Wageningen Bioveterinary Research (WBVR) stapt voor de detectie van botulismetoxinen over op een nieuwe in vitro methode, waardoor inzet van muizen niet langer nodig is.
De overstap naar deze nieuwe in vitro-test (zie kader) past bij het streven van WUR om minder dieren te gebruiken voor diagnostiek, onderzoek en onderwijs. Met de voorbereidingen ervan zijn WBVR-onderzoekers, onder wie Miriam Koene, al sinds 2018 bezig. ‘De test is gebaseerd op een techniek die zo’n twintig jaar geleden is beschreven in de VS, maar waarvoor niet alle reagentia vrij beschikbaar zijn in Europa. We hebben toen gekeken of we de benodigde antilichamen zelf konden maken’, vertelt ze.
Met lama-antilichamen lukte dat. Een uitgebreid, jarenlang validatietraject toonde dat de in vitro test dezelfde betrouwbaarheid heeft als de diagnostiek die tot nu toe werd gebruikt. Sinds 1 april wordt de in vitro methode gebruikt voor alle veterinaire botulisme-diagnostiek. De overstap met de tests voor de menselijke varianten, waarvan veel meer subtypes bestaan, volgt naar verwachting komend jaar, als in Duitsland ontwikkelde testen beschikbaar komen.
Toxines
In Nederland is botulisme vooral bekend als veroorzaker van grootschalige sterfte onder (water)vogels tijdens een warme zomerperiode. Het komt ook voor bij rundvee, pluimvee en paarden. Menselijke besmettingen zijn zeldzamer: ongeveer eens in de twee à drie jaar. De symptomen van botulisme – verlammingsverschijnselen met soms de dood tot gevolg – worden veroorzaakt door de gifstoffen (toxines) van de bacterie Clostridium botulinum.
Clostridium botulinum komt algemeen voor in de Nederlandse bodem. Ook wordt de bacterie wel aangetroffen in het maagdarmkanaal van dieren, waar ‘normale’ darmflora de vorming van gifstoffen verhindert. Zowel binnen als buiten een lichaam ontstaan pas problemen als zich de juiste omstandigheden voordoen voor toxinevorming: een bepaalde omgevingstemperatuur, een zuurstofarme omgeving en zo nog wat factoren. De toxines die dan ontstaan, behoren tot de meest giftige stoffen die in de natuur voorkomen.
Duizend tests
WBVR is het enige lab in Nederland dat de botulisme-diagnostiek routinematig uitvoert.
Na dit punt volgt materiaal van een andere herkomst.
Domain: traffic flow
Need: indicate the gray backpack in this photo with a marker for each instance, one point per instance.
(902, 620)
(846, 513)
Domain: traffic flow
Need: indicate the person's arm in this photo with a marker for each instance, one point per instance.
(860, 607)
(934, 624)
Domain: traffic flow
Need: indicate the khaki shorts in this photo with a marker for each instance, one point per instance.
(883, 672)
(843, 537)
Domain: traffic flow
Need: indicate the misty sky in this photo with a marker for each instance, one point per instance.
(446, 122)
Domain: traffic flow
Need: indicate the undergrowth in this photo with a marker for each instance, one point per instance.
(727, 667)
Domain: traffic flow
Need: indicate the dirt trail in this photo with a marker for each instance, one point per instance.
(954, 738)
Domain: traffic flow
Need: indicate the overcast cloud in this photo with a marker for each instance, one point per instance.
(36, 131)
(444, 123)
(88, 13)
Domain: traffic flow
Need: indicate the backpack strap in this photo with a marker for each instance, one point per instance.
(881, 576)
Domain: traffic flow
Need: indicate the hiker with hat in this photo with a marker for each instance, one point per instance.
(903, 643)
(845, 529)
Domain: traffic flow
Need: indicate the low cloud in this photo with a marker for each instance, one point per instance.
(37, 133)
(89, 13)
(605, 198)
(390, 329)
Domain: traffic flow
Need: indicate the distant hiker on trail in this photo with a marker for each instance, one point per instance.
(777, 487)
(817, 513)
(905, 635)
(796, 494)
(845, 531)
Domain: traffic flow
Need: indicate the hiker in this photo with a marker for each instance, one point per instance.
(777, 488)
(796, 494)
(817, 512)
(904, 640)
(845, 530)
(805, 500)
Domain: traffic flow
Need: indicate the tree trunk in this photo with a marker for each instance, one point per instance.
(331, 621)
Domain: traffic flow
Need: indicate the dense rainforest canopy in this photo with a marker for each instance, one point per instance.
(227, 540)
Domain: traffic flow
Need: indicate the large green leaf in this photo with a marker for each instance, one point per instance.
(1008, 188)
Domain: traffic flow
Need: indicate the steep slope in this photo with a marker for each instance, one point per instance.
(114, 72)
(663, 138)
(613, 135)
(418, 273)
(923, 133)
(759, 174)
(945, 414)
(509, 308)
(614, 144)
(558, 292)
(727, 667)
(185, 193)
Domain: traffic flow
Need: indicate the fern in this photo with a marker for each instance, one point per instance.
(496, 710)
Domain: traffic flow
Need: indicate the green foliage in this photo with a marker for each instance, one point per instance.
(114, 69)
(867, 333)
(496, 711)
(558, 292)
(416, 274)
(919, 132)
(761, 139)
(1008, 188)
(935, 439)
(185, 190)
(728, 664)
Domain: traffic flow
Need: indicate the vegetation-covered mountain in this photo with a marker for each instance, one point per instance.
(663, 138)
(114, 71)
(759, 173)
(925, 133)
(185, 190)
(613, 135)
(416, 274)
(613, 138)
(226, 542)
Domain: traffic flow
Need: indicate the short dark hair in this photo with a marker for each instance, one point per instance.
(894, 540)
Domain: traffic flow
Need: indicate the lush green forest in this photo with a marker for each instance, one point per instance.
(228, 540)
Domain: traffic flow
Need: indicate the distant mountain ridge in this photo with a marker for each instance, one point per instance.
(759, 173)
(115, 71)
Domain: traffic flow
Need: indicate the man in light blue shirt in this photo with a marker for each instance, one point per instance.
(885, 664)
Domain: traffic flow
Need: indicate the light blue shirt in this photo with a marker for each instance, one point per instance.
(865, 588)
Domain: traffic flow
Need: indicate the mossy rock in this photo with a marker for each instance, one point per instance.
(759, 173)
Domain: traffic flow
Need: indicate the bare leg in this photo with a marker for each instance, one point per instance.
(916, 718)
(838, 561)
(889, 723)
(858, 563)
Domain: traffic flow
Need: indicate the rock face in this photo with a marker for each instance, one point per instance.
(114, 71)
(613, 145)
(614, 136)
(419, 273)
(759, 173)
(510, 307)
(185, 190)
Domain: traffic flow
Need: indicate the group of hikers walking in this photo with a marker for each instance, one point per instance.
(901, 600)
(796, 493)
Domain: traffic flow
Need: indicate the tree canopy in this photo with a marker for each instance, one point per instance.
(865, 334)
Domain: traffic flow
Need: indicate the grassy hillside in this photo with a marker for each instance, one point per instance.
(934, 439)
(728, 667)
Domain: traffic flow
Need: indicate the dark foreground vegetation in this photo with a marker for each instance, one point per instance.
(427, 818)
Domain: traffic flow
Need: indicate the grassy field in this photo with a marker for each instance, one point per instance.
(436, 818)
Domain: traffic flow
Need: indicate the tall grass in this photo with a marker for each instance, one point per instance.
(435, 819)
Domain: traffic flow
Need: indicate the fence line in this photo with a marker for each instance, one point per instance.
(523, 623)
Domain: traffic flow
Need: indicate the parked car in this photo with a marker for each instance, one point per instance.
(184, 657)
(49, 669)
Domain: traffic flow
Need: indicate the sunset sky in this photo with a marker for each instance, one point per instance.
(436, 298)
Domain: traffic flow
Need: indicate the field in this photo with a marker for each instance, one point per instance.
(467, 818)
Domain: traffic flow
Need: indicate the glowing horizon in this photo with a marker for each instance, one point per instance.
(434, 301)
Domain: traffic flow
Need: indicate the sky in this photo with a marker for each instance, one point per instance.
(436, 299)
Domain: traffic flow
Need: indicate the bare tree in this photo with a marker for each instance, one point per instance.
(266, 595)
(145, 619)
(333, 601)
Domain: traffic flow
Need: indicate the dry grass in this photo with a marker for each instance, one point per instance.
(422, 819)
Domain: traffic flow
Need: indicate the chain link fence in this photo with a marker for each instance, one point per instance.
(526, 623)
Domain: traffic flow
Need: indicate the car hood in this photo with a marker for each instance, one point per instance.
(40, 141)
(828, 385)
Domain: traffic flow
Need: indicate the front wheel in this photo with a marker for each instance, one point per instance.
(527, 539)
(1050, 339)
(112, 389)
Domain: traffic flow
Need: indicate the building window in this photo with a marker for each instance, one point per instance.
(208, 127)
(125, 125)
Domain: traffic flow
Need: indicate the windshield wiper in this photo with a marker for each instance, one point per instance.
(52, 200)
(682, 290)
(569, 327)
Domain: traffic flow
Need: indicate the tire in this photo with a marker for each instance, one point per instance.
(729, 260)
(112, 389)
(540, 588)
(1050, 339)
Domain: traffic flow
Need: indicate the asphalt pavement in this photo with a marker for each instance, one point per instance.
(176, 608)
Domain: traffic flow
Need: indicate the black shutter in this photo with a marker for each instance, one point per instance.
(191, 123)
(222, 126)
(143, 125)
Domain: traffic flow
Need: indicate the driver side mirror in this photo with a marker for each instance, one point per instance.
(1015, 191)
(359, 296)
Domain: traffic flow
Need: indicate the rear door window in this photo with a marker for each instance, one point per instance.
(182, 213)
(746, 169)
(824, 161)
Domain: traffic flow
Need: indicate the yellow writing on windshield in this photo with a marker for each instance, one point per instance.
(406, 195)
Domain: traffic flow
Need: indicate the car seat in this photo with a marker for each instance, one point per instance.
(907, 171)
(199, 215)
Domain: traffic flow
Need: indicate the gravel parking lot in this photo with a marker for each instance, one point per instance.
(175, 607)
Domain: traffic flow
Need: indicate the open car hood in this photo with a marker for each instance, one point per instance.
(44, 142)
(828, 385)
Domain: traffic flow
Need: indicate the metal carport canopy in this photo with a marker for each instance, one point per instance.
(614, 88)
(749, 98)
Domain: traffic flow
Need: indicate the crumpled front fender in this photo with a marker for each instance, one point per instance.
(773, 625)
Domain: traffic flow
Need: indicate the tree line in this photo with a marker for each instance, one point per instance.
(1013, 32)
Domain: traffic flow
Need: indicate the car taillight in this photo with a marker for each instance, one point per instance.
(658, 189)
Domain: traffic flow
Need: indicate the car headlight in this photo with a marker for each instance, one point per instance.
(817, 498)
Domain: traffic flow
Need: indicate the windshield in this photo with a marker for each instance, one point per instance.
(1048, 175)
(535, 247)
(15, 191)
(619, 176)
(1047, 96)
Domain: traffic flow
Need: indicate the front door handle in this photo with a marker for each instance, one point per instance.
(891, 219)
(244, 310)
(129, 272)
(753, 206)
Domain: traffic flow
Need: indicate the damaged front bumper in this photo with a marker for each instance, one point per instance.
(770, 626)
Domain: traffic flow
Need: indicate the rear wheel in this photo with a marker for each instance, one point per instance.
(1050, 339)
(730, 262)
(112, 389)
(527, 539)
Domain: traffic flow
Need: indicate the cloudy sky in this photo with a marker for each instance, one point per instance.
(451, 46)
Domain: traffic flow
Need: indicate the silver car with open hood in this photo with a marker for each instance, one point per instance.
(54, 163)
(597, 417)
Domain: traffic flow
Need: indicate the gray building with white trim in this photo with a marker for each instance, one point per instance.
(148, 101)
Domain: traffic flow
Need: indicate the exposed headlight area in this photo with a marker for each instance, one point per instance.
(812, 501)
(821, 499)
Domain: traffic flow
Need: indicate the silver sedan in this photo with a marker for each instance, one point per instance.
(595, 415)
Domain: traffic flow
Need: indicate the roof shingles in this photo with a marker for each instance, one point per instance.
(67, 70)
Jaarlijks verricht het ongeveer duizend botulismetests, die uit twee onderdelen bestaan: een test om aanwezigheid van de bacterie op te sporen (via een relatief eenvoudige PCR-test) en een toxinetest. Detectie van botulinetoxinen is de meest betrouwbare manier om botulisme vast te stellen. Bij de oude methode waren daar op jaarbasis enkele tientallen muizen voor nodig, schat Koene.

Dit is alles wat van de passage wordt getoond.